I’ve been spending a lot of time with Medical professionals lately. No, it’s not because I’m developing an illness, but it has come with the territory of dating someone in Medical School. Guaranteed at least one person at Medical social functions asks “So are you in Medicine as well?” Hah. No. But once that question escapes their mouths, they’re about to hear something new – I work in SaaS Customer Success.
So naturally, after their brains stop thinking that I fix people’s computer problems and have an attitude, I start to explain Monthly Recurring Revenue, Lifetime Value, and Customer Success. To which most people always respond with one more statement that is hard to swallow:
“So you keep customers happy.”
“No. I keep customers successful.”
I’m absolutely not in the business of happy customers. Happy customers like me. Happy customers have fun. Happy customers churn.
A few years ago, I decided to take the plunge and switch to T-Mobile. I loved it – they gave me a free router (which I still use), perks, were cheaper than Verizon, I got to upgrade my phone a lot more, their customer service was fantastic, and wasn’t locked into anything. It felt great. Plus John Legere is fantastic. I was happy. But when I drove from Seattle to Portland or Astoria, OR (a common trip during that time of my life), I wouldn’t hold an LTE network all the way through. So I switched back to Verizon. I hate Verizon. Their support sucks, they keep charging me more and I don’t know why, and I was locked into what felt like everything. But their product – what I actually use them for – delivers for me. When I go to remote vacations in Maine and the WiFi fails, I can count on my phone to tether. I was a happy T-Mobile customer who churned. I’m an unhappy Verizon customer who, at least for the time being, won’t churn.
Now, all that being said, I just spent the last week in the Bay Area meeting with customers. I love hanging out with my customers – they’re fun people who I get to teach about something for which I care deeply. Most (not quite all) like me, which feels great. But ultimately I want them to be successful in their careers. I want them to get recognized for buying our software and making good use of it.
Even in a commoditized business, such as the services industry, while you’re building on relationships, you’re also trying to renew on success. Success always comes as the first indicator of customer health, not happiness.

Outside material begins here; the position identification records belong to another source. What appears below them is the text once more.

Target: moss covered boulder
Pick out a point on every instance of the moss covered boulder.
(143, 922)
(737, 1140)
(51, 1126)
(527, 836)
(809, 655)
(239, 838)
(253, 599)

You have to check that “Success” or ROI box first before you even want to think about more projects or a renewal.
But the nice thing is that if you have empathy and treat your customers with respect, happiness will always follow success in your customer base. If you are making them look good, or providing what is expected or more than expected, then your customers will be happy, as long as you don’t make them feel terrible every time you talk to them. Otherwise they’ll find the first instance of not having success and jump.
Oh and if you were wondering, those doctors always roll their eyes.